O estigma associado ao vírus HIV na sociedade brasileira
Enviada em 14/10/2021
Ao afirmar em sua celebre canção “O tempo não para”, o compositor Cazuza (artista que faleceu decorrente da AIDS), relaciona o passado com o presente. Dessa maneira, ele não estava errado, visto que, o estigma associado aos indivíduos portadores de HIV, ainda, é um problema no Brasil. Com isso, sabe-se que HIV é um vírus que causa a doença AIDS (Síndrome da Imunodeficiência), esta ataca as células do sistema imunológico. Como resultado, o cidadão infectado fica mais suscetível a doenças, ou seja, um simples resfriado pode levar ao falecimento. Assim, é necessário combater o preconceito contra soropositivos e conscientizar a população, a fim de acabar com o senso comum sobre o tema.
Sob essa perspectiva, é notório como cidadãos infectados são marginalizados em todos os âmbitos de suas vidas. Desse jeito, a população julga-os como incapazes, “sujos” e o senso comum construí a ideia que indivíduos que possuem contato com portadores do vírus, também passam a serem infectados. Nessa óptica, de acordo com a Constituição da República Federativa do Brasil, o estigma associado aos soropositivos é considerado crime, estes apresentam o direito de ir e vir sem serem vetados por possuírem HIV. Nesse sentido, o indivíduo portador do vírus tem o direito pautado na lei de viver uma vida normal, com dignidade, sem serem desprezados e resumidos apenas a doença.
Outrossim, é evidente que o tabu ao redor da conversa sobre relações sexuais causa impacto negativo, principalmente, em jovens que iniciam a vida sexual sem informações necessárias, como sobre segurança contra IST’s (infecções sexualmente transmissíveis). Dessa forma, segundo uma pesquisa da UNAIDS (Programa conjunto das Nações Unidas sobre HIV/AIDS) semanalmente há 5 mil casos de mulheres entre 15 e 24 anos infectadas com HIV no mundo, sendo a maior parte adquirida por relações sexuais sem preservativos. Portanto, sem conhecimento amplo para todos e maior número de infectados, fica impossível atenuar a ação do vírus e o preconceito, ou seja, a ignorância de não debater o tema gera mais estigmas e mais casos de HIV e AIDS, se tornando um ciclo vicioso.

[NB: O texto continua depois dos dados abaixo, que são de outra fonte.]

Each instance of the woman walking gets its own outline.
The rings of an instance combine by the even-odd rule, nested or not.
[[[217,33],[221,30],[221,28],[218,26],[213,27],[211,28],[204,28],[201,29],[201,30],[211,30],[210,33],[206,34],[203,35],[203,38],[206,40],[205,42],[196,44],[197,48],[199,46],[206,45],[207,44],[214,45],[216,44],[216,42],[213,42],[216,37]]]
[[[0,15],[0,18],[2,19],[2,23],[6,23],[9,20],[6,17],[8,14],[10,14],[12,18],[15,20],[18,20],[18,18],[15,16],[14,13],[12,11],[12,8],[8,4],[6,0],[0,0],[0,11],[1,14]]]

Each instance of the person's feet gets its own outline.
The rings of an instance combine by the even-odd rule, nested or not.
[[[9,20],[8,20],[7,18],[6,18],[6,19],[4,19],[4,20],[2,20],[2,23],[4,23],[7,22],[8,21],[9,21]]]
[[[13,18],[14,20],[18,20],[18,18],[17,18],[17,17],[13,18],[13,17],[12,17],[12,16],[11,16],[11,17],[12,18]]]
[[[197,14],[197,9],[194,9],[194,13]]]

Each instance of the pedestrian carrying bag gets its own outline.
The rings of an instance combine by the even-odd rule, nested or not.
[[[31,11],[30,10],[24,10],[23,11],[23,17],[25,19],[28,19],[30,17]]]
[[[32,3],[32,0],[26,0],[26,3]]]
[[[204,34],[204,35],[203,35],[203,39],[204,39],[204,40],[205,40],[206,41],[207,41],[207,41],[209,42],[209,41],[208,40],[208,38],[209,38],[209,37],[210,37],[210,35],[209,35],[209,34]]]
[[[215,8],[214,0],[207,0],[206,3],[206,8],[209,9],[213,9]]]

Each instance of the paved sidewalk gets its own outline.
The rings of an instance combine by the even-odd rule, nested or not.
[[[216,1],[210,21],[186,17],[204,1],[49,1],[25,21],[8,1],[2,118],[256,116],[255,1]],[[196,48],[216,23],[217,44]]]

Indispensável, portando, a criação de medidas interventivas que diminuam o preconceito e leve informação sobre indivíduos soropositivos. Para isso, é mister que o Governo, juntamente com o Ministério da Saúde crie campanhas online voltadas para o esclarecimento dos métodos de contágio e formas de tratamentos, com o propósito de acabar com o senso comum e instruir a população para evitar novas infecções. Ademais, deve estimular a divulgação do projeto dezembro vermelho, mês da campanha nacional de prevenção ao HIV/AIDS e outras IST’s promovendo palestras educativas, principalmente, aos jovens. Também, deve incentivar a criação de grupos de apoio aos soropositivos. Isto posto, a sociedade não terá estigmas sobre HIV e se tornará um local mais harmonioso para todos.